British government seeks to "strengthen relationship" with questionable Venezuelan leadership

The British government has today issued a statement broadly supportive of Nicolas Maduro, Chavez's successor in Venezuela

by The Commentator on 19 April 2013 14:09


Following mass protests and widespread reports of government electoral fraud in Venezuela, the British government has sought to cement ties with Chavez's successors in a new statement released today.

Despite the deaths in Venezuela since the election was called, marginally, in favour of Nicolas Maduro, and the mounting evidence of electoral fraud in the country, the British government has insisted that it, "..looks forward to working with Government and people of Venezuela to strengthen our relationship and deepen cooperation."

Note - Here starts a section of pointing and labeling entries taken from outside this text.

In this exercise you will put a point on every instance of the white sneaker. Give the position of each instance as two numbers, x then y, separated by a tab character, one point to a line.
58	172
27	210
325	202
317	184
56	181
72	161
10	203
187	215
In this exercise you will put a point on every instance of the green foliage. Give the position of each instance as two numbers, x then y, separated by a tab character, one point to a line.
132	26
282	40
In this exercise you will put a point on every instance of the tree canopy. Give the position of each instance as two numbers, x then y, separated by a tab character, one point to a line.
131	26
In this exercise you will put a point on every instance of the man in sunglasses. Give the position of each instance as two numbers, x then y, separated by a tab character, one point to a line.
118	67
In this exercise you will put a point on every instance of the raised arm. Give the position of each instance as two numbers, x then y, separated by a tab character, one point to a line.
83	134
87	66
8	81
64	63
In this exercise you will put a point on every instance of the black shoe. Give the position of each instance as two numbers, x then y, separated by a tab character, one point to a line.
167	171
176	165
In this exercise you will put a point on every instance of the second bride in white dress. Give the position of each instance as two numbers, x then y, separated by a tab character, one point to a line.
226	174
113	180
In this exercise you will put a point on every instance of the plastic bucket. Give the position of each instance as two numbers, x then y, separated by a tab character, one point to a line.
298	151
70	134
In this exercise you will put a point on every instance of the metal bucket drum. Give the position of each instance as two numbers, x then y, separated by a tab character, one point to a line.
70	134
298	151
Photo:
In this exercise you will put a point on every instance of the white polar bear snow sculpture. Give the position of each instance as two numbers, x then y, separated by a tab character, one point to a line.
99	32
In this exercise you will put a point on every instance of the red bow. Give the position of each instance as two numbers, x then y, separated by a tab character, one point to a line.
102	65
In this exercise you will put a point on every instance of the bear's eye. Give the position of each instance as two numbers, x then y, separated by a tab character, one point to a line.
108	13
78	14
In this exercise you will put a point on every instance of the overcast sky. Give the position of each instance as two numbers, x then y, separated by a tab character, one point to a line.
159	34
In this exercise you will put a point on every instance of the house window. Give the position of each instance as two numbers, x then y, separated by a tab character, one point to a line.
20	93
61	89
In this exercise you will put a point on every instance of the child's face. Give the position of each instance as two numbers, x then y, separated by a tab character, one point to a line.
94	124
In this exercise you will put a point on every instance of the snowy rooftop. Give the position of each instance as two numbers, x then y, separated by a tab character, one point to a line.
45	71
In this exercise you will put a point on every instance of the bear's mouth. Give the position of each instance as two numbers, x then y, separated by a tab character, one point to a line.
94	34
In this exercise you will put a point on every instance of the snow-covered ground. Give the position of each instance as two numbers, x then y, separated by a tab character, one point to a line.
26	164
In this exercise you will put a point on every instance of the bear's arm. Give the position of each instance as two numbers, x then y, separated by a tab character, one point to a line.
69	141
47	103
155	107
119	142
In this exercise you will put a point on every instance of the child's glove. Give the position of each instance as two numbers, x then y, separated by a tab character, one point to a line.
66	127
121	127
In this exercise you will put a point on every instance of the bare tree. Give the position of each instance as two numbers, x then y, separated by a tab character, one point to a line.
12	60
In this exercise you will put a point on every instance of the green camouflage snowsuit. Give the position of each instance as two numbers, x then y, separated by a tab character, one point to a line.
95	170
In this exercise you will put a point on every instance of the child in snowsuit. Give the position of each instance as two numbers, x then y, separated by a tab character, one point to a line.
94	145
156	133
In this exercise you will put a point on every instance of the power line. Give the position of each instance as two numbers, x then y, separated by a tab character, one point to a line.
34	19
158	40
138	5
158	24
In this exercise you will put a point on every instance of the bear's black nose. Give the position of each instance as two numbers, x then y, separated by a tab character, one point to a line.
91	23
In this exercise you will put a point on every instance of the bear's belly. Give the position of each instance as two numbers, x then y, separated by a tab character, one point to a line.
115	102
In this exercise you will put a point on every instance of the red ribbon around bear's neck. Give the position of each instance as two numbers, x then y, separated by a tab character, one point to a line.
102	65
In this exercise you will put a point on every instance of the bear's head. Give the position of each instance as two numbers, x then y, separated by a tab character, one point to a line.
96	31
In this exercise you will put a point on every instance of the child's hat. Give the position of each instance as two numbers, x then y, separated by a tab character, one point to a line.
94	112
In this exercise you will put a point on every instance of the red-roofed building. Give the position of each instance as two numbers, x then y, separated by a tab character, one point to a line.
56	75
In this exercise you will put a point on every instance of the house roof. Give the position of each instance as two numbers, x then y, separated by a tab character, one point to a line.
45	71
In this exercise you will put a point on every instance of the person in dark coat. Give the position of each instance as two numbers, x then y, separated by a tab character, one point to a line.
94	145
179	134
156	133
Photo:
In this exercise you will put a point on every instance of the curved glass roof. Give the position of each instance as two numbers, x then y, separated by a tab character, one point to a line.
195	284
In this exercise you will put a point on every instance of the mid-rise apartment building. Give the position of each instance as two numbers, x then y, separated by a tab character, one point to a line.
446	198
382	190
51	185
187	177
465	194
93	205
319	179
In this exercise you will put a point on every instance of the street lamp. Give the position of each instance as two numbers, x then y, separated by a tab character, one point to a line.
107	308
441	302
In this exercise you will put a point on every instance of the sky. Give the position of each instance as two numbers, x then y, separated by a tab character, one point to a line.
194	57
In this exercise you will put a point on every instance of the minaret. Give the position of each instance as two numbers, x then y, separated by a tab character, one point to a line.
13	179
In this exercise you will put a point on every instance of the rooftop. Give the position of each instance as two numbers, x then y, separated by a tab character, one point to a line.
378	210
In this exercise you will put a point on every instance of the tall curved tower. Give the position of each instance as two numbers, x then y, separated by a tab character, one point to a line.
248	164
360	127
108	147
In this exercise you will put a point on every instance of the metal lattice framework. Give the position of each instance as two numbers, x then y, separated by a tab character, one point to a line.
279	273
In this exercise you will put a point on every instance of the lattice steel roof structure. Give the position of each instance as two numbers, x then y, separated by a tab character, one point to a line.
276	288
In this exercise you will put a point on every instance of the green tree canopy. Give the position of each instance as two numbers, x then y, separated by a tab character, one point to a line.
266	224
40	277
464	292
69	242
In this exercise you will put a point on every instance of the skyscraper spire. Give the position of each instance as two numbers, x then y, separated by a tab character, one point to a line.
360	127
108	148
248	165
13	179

In a statement approved by the Foreign Secretary, William Hague, the British Foreign and Commonwealth Office said:

"On the occasion of the inauguration of Nicolas Maduro as President of the Bolivarian Republic of Venezuela, the UK Government looks forward to working with the Government and people of Venezuela to strengthen our relationship and deepen cooperation in areas of mutual interest.

We are concerned by reports of violence following the elections and call on all sides to work together to reduce tensions and to prevent further incidents."

But the statement omits to mention the government crackdown on protestors calling for a recount. It refuses to acknowledge that almost 125,000 people have signed a petition calling on the international community to support a full recount of the votes, and it neglects any information related to the persistent hounding of opposition leaders and independent news outlets, the last of which closed last month.

Protests in Caracas over the pasdt week have been met with force, with Maduro and his supporters targeting opposition figures and the Venezuelan public on the streets, and indeed online.

The tactic hails from Chavez's era, wherein he was known to support aggressive tactics against government dissenters.